Experimentally informed optimization of turbulent diffusivity for a discrete hole film cooling geometry

• A combined experimental and numerical technique is used.
• We introduce a process that uses MRI data to calculate turbulent diffusivity.
• An anisotropic turbulent diffusivity for a film cooling geometry is calculated.
• A linearly-varying turbulent diffusivity for a film cooling geometry is calculated.
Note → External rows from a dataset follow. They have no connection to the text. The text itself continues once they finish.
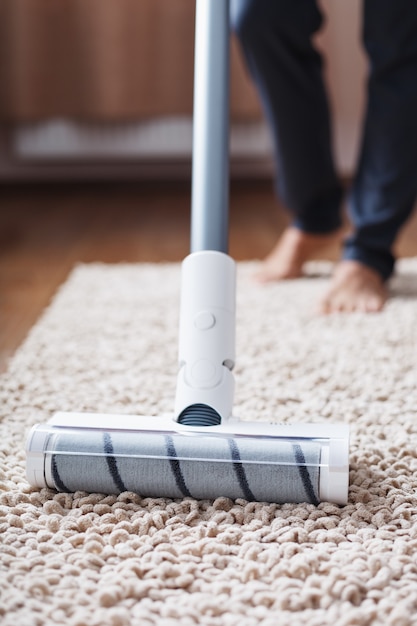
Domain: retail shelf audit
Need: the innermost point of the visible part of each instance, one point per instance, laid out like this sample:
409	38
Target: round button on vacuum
204	320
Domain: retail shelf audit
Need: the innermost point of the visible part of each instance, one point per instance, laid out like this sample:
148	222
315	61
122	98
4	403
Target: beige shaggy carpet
108	343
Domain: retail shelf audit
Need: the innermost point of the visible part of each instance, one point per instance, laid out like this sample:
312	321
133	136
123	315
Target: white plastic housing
207	332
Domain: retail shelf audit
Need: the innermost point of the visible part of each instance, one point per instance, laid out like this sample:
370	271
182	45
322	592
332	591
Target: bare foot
354	287
292	250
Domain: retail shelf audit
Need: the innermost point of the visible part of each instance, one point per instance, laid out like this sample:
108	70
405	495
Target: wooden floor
46	229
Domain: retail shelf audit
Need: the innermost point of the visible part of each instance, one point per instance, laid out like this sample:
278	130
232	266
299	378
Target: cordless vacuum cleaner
200	451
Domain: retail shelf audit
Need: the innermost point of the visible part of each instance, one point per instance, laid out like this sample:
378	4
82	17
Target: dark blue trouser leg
385	186
275	36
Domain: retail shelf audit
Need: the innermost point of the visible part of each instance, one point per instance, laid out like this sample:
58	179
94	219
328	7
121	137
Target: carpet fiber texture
108	343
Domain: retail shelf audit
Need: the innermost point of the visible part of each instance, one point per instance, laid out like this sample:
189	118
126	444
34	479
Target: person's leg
385	186
275	36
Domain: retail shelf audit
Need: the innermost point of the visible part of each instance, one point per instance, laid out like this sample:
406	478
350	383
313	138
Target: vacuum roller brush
149	456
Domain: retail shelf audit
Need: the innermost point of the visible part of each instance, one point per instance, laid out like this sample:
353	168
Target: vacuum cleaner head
158	456
201	451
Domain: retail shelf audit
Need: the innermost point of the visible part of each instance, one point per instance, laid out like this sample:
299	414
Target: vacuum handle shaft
210	171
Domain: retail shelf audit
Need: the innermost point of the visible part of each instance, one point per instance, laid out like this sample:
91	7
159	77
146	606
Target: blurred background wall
104	88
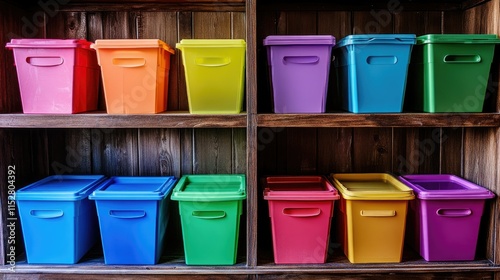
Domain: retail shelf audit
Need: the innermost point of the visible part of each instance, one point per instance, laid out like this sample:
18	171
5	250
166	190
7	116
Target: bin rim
277	40
48	43
163	187
458	39
329	192
208	196
131	44
401	191
35	191
469	190
369	39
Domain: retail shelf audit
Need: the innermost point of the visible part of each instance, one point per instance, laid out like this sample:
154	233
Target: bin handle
47	214
453	212
129	62
212	61
462	58
127	214
301	212
307	59
378	213
45	61
209	215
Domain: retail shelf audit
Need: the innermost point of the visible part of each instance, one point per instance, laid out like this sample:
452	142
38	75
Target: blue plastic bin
133	216
372	70
59	222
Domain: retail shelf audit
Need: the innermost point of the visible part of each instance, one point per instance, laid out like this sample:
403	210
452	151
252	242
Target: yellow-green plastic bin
210	207
215	74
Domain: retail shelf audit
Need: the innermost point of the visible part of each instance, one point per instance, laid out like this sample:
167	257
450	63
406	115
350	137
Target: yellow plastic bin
371	217
215	74
134	74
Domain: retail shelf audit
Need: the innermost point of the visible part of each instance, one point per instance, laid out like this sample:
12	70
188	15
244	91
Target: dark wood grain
378	120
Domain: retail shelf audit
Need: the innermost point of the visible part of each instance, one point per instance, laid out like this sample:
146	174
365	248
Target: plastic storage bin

A process has been developed by which mean velocity and concentration measurements can be used to determine optimal turbulent diffusivity values for an angled jet in cross-flow configuration. This configuration has applications in film cooling for gas turbine blades. The measurements, obtained by magnetic resonance imaging techniques, provide 3D time-averaged velocity and concentration fields. The mean velocity field is fed into a Reynolds-Averaged Advection Diffusion solver, which uses a turbulent diffusivity model to solve for the mean coolant concentration distribution. This distribution can be compared to the experimentally-obtained concentration field by means of an error metric that quantifies the difference between the computational and experimental concentration fields. By minimizing this error, an optimal value of the turbulent diffusivity can be determined. This optimized distribution is then compared to a RANS simulation to evaluate the relative contribution to error of the turbulent momentum flux model versus the turbulent scalar flux model.